ResolveMaxComplexity wraps ResolveFamilyDefaults plus the SizeCap
traversal, falling back to the smallest cap when size parsing fails
(conservative). Discovery's apply path now goes through it so
SizeCap entries actually take effect.
Test coverage:
- parseSizeFromModelID (11 cases)
- ResolveFamilyDefaults longest-prefix discipline (19 cases)
- Unknown-family fallback returns !ok
- ResolveMaxComplexity size-keyed ladder (13 cases)
- Size-parse-failure fallback
- knownFamilyDefaults invariants: SizeCaps ordered largest-first,
SizeCaps and MaxComplexity mutually exclusive per entry
- Routing-payoff integration: 3 arms (tiny3.5:1.5b, phi-4:14b,
qwen3-coder:30b) get picked for TaskGeneration / TaskPlanning /
TaskBoilerplate respectively, without any [[arms]] config
- Local fleet visibility: the maintainer's actual `ollama ls`
inventory registers correctly with expected MaxComplexity and
Strengths; embeddinggemma stays filtered out
The Planning sub-case surfaced a separate issue worth flagging:
heuristicQuality floors out at 0.55 for a generic 14B local model
without ThinkingModes, below TaskPlanning's 0.60 threshold. The test
mutates phi-4's capabilities post-registration to reflect reality
(phi-4 is reasoning-tuned). A discovery-side thinking-capability
detection is out of scope for this plan but flagged in the test
comment for follow-up.
Refs: docs/superpowers/plans/2026-05-23-routing-defaults-refresh.md
Discovery previously registered every model returned by Ollama as a
chat arm, including embeddings, ASR, TTS, audio realtime, and
rerankers — which then failed at inference time when the router
selected them. Local arms also shipped with all-zero defaults, so
selection between e.g. tiny3.5:1.5b, phi-4:14b, and qwen3-coder:30b
was effectively random.
This change covers tasks R-1, R-2, R-6 from the routing-defaults plan.

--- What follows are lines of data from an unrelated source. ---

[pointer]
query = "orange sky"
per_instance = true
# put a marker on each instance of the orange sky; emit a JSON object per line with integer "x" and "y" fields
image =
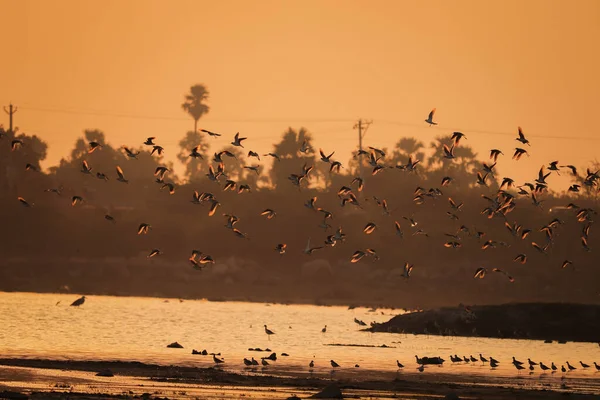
{"x": 486, "y": 67}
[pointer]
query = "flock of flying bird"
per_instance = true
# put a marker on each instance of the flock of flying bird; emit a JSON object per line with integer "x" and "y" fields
{"x": 501, "y": 204}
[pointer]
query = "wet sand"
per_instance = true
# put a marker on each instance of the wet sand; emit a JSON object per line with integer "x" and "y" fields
{"x": 49, "y": 379}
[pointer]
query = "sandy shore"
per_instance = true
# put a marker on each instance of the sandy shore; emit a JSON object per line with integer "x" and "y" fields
{"x": 48, "y": 379}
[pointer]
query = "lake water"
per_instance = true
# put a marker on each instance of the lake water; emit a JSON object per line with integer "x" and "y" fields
{"x": 139, "y": 329}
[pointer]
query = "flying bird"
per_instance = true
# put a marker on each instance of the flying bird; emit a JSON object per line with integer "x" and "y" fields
{"x": 325, "y": 158}
{"x": 253, "y": 154}
{"x": 130, "y": 153}
{"x": 76, "y": 199}
{"x": 237, "y": 140}
{"x": 369, "y": 228}
{"x": 78, "y": 302}
{"x": 157, "y": 149}
{"x": 144, "y": 228}
{"x": 94, "y": 146}
{"x": 494, "y": 153}
{"x": 154, "y": 252}
{"x": 85, "y": 168}
{"x": 522, "y": 138}
{"x": 15, "y": 144}
{"x": 121, "y": 176}
{"x": 429, "y": 119}
{"x": 518, "y": 153}
{"x": 213, "y": 134}
{"x": 457, "y": 136}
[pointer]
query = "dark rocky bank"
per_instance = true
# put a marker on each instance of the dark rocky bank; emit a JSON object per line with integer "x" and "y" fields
{"x": 537, "y": 321}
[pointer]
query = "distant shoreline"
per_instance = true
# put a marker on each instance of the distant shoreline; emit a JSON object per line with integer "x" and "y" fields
{"x": 299, "y": 302}
{"x": 429, "y": 385}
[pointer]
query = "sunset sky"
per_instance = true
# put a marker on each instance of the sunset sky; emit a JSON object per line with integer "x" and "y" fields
{"x": 488, "y": 67}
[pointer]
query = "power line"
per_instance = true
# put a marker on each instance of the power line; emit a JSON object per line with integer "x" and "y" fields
{"x": 157, "y": 117}
{"x": 486, "y": 132}
{"x": 295, "y": 119}
{"x": 11, "y": 111}
{"x": 362, "y": 127}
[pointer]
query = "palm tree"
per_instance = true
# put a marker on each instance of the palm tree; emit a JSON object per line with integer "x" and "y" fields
{"x": 194, "y": 103}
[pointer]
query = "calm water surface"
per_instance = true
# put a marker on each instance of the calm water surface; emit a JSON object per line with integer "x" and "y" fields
{"x": 129, "y": 328}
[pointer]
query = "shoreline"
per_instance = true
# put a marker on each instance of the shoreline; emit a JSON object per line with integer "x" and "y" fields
{"x": 427, "y": 385}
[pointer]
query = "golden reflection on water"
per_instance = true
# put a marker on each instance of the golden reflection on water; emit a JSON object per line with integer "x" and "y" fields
{"x": 139, "y": 329}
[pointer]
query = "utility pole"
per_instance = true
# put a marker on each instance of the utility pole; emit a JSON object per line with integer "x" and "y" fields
{"x": 11, "y": 110}
{"x": 362, "y": 127}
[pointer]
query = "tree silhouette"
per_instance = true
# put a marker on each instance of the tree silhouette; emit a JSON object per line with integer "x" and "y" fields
{"x": 408, "y": 146}
{"x": 194, "y": 167}
{"x": 194, "y": 103}
{"x": 291, "y": 158}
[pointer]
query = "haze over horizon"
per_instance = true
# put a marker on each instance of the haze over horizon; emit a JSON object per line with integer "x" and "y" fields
{"x": 123, "y": 67}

- nonChatModelPatterns + isNonChatModel substring matcher; matched
IDs are skipped during RegisterDiscoveredModels. Covers whisper,
moonshine, kokoros, vibevoice, -asr, -tts, -audio, -embedding,
embeddinggemma, -reranker, lfm2.
- knownVisionModelPrefixes gains gemma4, gemma-4, glm-ocr. gemma3
and minicpm-v entries stay for regression coverage.
- New internal/router/defaults.go with FamilyDefaults struct,
knownFamilyDefaults map, and ResolveFamilyDefaults longest-prefix
lookup (with org/-namespace stripping so reecdev/tiny3.5:1.5b
resolves to "tiny3.5"). Single entry for now: functiongemma is
registered with Disabled=true and MaxComplexity=0.40, reserved for
the future ArmRoleToolRouter path. Table will grow in R-3.
- RegisterDiscoveredModels consults ResolveFamilyDefaults and only
populates fields that are still zero on the arm, so user [[arms]]
overrides keep priority.
Plans:
- docs/superpowers/plans/2026-05-23-routing-defaults-refresh.md
- docs/superpowers/plans/2026-05-23-tool-router-specialization.md
TODO.md surfaces both as in-flight items.